The Fig. 12 shows the five level CHBI using ANN based SVPWM control method; in that Fig. 12a shows the output voltage of three phase five level CHBI with 200 V and Fig. 12b shows the output current of three phase five level CHBI with 4.2 A. The proposed ANN based SVPWM control technique used to switching pulse generation for 5-level CHBI, which is shown in Fig. 13. The THD examination of proposed 5-level CHBI with ANN based SVPWM control method is shown in Fig. 14. In that Fig. 14a shows the THD examination for output voltage with 0.21% and THD for output current with 2.75% is exposed in Fig. 14b. The Fig. 15 shows the synchronization of 5 level CHBI output voltage and current with coupled inductor. It leads to improve the synchronization between the cascaded inverter and grid connected system.

5-level CHBI (a) Output voltage (b) Output current.

Switching pulse generation using SVPWM.

THD examination (a) Output Voltage (b) Output Current.

Synchronization of CHBI inverter voltage and current with coupled inductor.
To endorse the simulation results of projected ANN based SVPWM for three phase five level CHBI is designed and tested using Digital Signal Processor (DSP-2812). The controlled power switches used in the 5-level CHBI as IGBT devices with 16A rating.
The Fig. 16 shows the hardware results of proposed system, in that Fig. 16a shows the hardware output voltage of three phase five level CHBI with 200 V and the Fig. 16b shows the hardware output current of three phase five level CHBI with 4.1 A. The synchronization of five level CHBI output voltage and current is exposed in Fig. 17.

Hardware results of 5-level CHBI (a) Output voltage (b) Output current.

Synchronization of inverter output voltage and current.
The hardware results of three phase five level CHBI with coupled inductor (4 mH) are shown in Fig. 18. In that Fig. 18a shows the hardware output voltage of cascaded inverter with coupled inductor is 200 V and hardware output current of cascaded inverter with coupled inductor of 4.1 A. It leads to improves the synchronize between the cascaded inverter and grid connected system. In Fig. 19 shows the comparison of reference vector tuning for various controls like artificial neural network, fuzzy logic controller and PI controller. Among these controllers ANN provides better tuning of reference vector for switching pulse generation using SVPWM control. This proposed ANN based SVPWM provides better THD reduction for CHBI evaluated to predictable PWM methods. The comparison results are shown in Table 2.

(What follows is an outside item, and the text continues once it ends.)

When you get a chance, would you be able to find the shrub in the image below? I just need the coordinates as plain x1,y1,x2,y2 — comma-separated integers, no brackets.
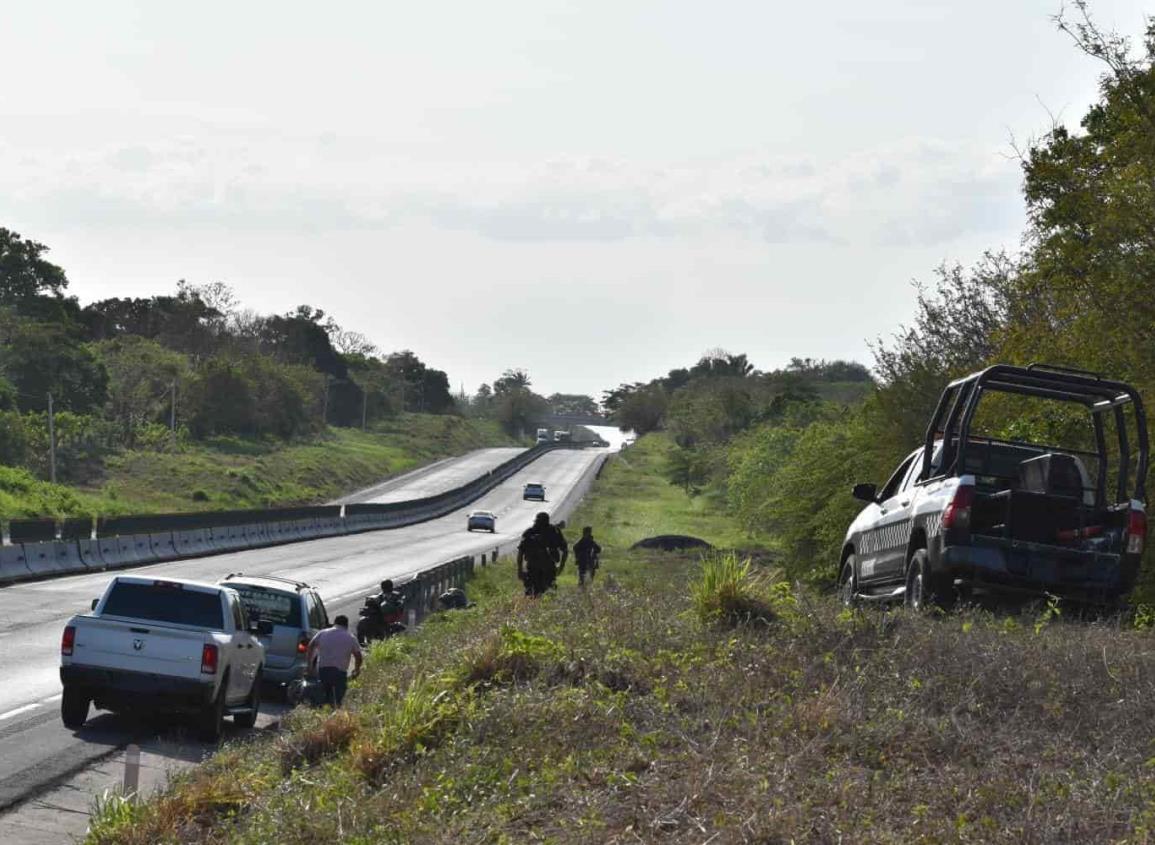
691,552,773,625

Hardware results of five level CHBI with coupled inductor (a) Output voltage (b) Output current.

Comparison of reference vector tuning for various control methods.
Comparison of results
In this paper, an Artificial Neural Network based SVPWM for 5-level CHBI fed grid connected photovoltaic (PV) system. The ANN based SVPWM generates the switching pulses for power switches placed in CHBI; it improves the accuracy in reference vectors tuning and identification, which leads to progress the inverter output voltage level and controlled output current is achieved. The ANN control makes the implementation of SVPWM reduces the difficulty in tracking of reference vector and calculation of switching time; it is suitable for any type of non-linear systems.
The highlights of the paper: ANN based SVPWM is implemented for three phase five level CHBI. THD is abridged to 0.21% for output voltage and 2.75% for output current of CHBI. This proposed system leads to diminish the difficulty in calculation of switching time and reference vector tuning using ANN algorithm. It proves the synchronization between the cascaded H-bridge inverter and grid connected system using coupled inductor. ANN based SVPWM is suitable for all type of symmetrical and asymmetrical inverters.